Contudo, a CTI defende que a Base Aérea de Beja “pode ser considerada para acolher operações exclusivas de carga e de charters não regulares, libertando espaços do AHD”.

O relatório também propõe a transferência do “tráfego civil para Cascais” e do “tráfego militar (VIP) para uma base aérea, que não impacte com a operação do AHD, e a analisar com a Força Aérea Portuguesa (FAP)”.

Melhorias e construção de um novo Terminal T3

A CTI recomenda a melhoria das infraestruturas aeroportuárias com investimentos a realizar pela ANA Aeroportos/Vinci, que tem a concessão até 2062. As propostas incluem a criação da possibilidade de entradas múltiplas na pista 20 (a principal), taxiway paralelo, minimizando o cruzamento de pista, saídas rápidas para as pistas 20 e 2, optimização de circulação no solo e aumento do número de estacionamentos de aeronaves.

Outra proposta é “a criação de um novo Terminal T3, com acesso directo do exterior, e respectivas plataformas e taxiways de acesso” na zona militar de Figo Maduro, que teria de ser transferida para outra base aérea até existir nova solução aeroportuária para Lisboa.
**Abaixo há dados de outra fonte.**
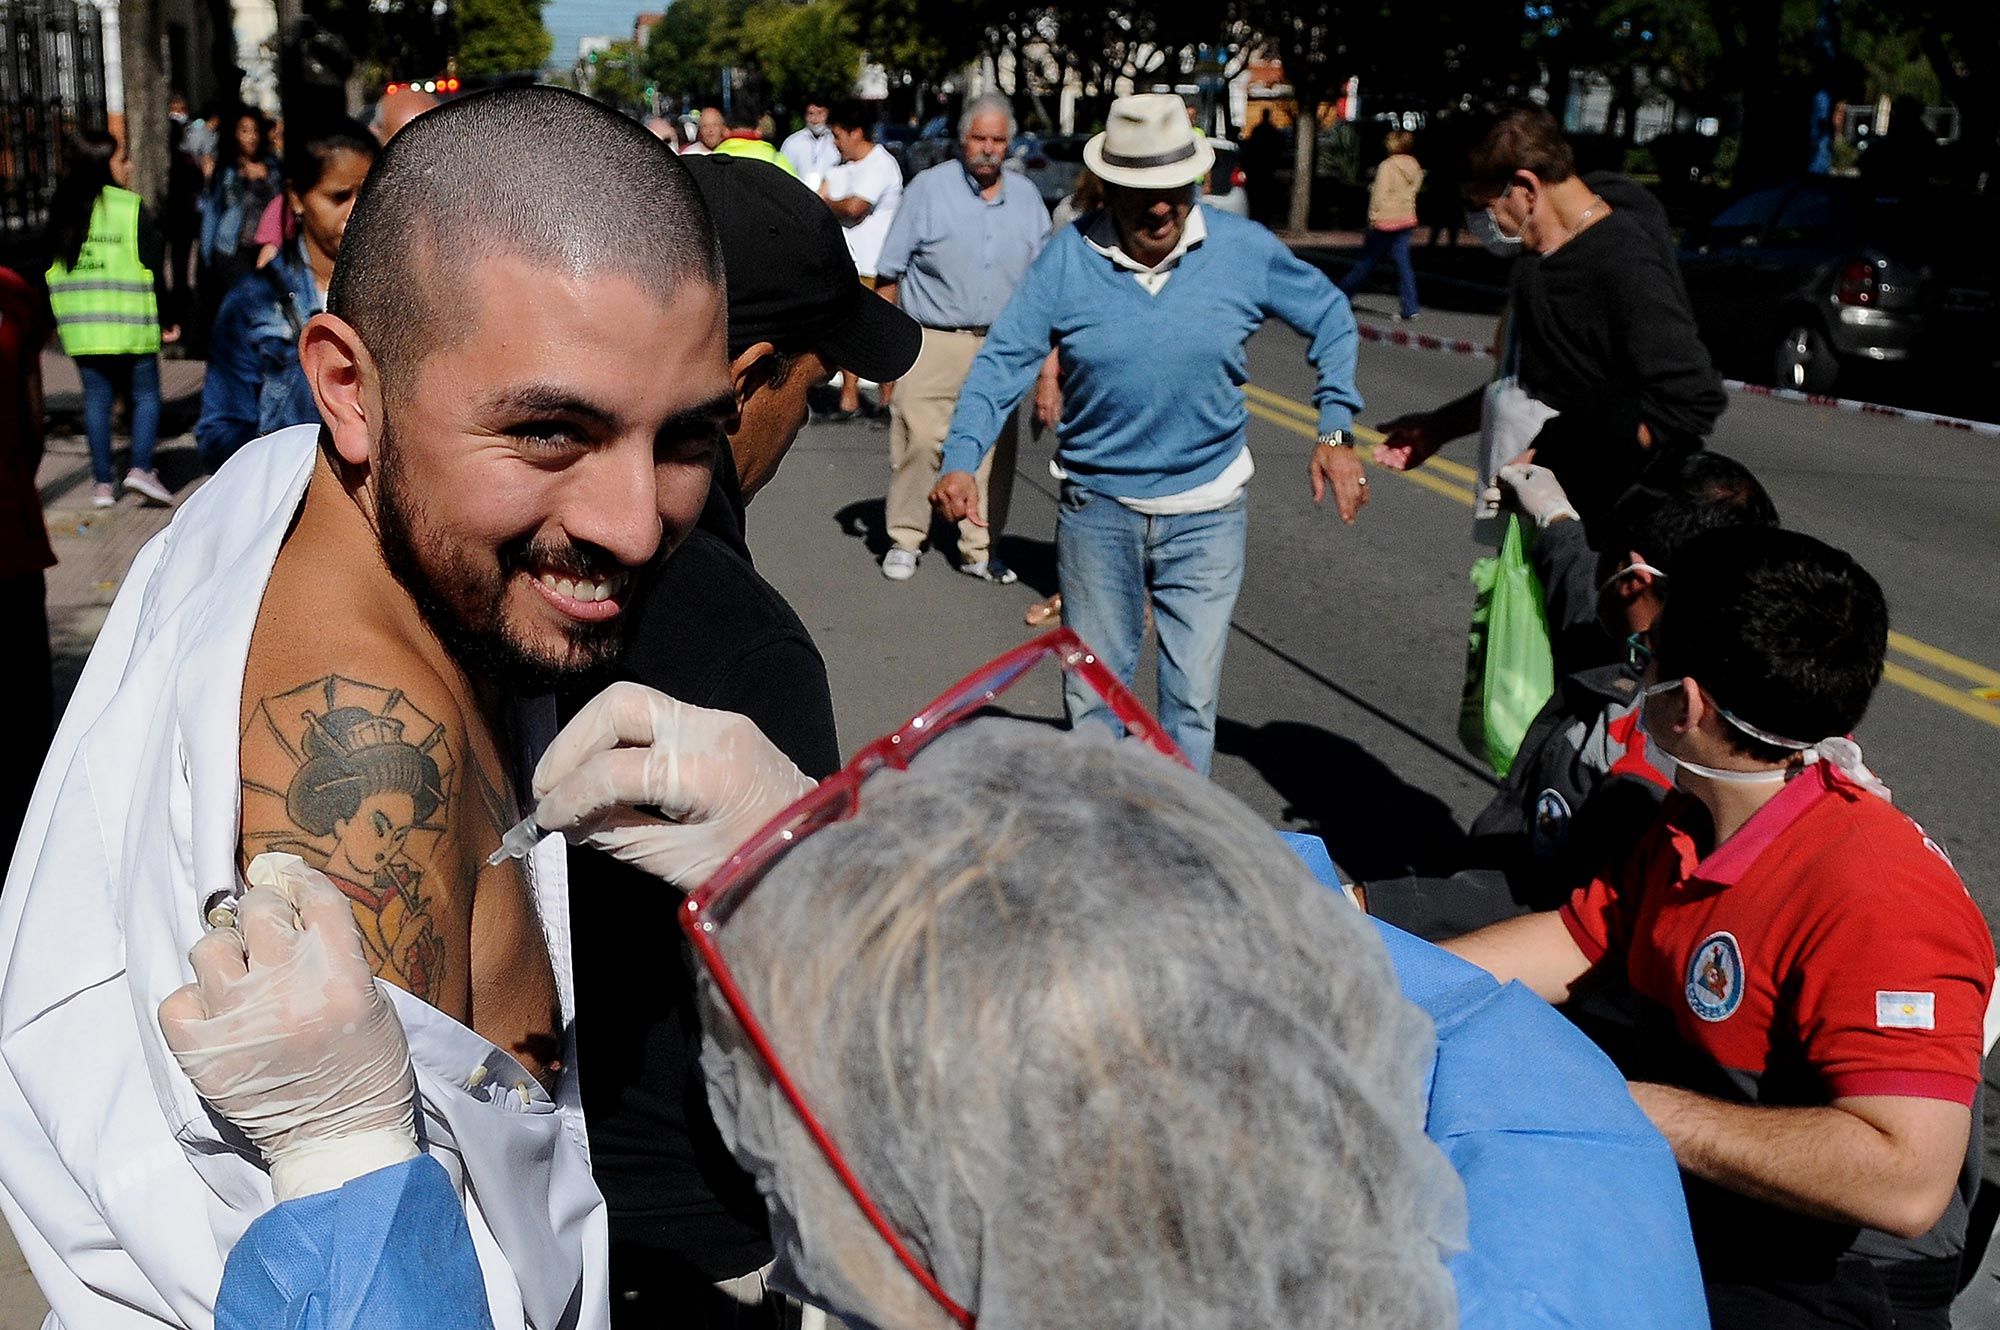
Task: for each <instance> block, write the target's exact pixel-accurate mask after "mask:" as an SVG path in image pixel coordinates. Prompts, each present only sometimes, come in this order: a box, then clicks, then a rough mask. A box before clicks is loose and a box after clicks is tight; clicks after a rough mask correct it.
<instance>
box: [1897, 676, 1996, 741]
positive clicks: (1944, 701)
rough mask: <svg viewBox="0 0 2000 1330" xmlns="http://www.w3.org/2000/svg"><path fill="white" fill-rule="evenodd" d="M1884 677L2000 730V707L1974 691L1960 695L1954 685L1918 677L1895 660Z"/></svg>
mask: <svg viewBox="0 0 2000 1330" xmlns="http://www.w3.org/2000/svg"><path fill="white" fill-rule="evenodd" d="M1882 678H1886V680H1888V682H1892V684H1898V686H1902V688H1908V690H1910V692H1916V694H1922V696H1926V698H1930V700H1932V702H1938V704H1940V706H1950V708H1952V710H1954V712H1964V714H1966V716H1972V718H1974V720H1984V722H1986V724H1990V726H1994V728H1996V730H2000V706H1994V704H1992V702H1980V700H1978V698H1976V696H1972V694H1970V692H1960V690H1958V688H1952V686H1950V684H1940V682H1938V680H1934V678H1930V676H1928V674H1918V672H1916V670H1912V668H1910V666H1900V664H1896V662H1894V660H1888V662H1884V664H1882Z"/></svg>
O relatório sugere ainda que seja avaliado o alargamento do terminal 1, removendo o parque automóvel adjacente e construindo uma alternativa.

As propostas da CTI pretendem possibilitar “uma utilização mais eficiente da capacidade instalada e criar uma folga na afectação de slots, não se alterando a capacidade declarada de 38 movimentos hora”.

A CTI conclui que “a decisão e aceleração da conclusão de uma primeira fase de um novo aeroporto” assume “um carácter de urgência”, uma vez que as medidas propostas não permitem aumentar a capacidade.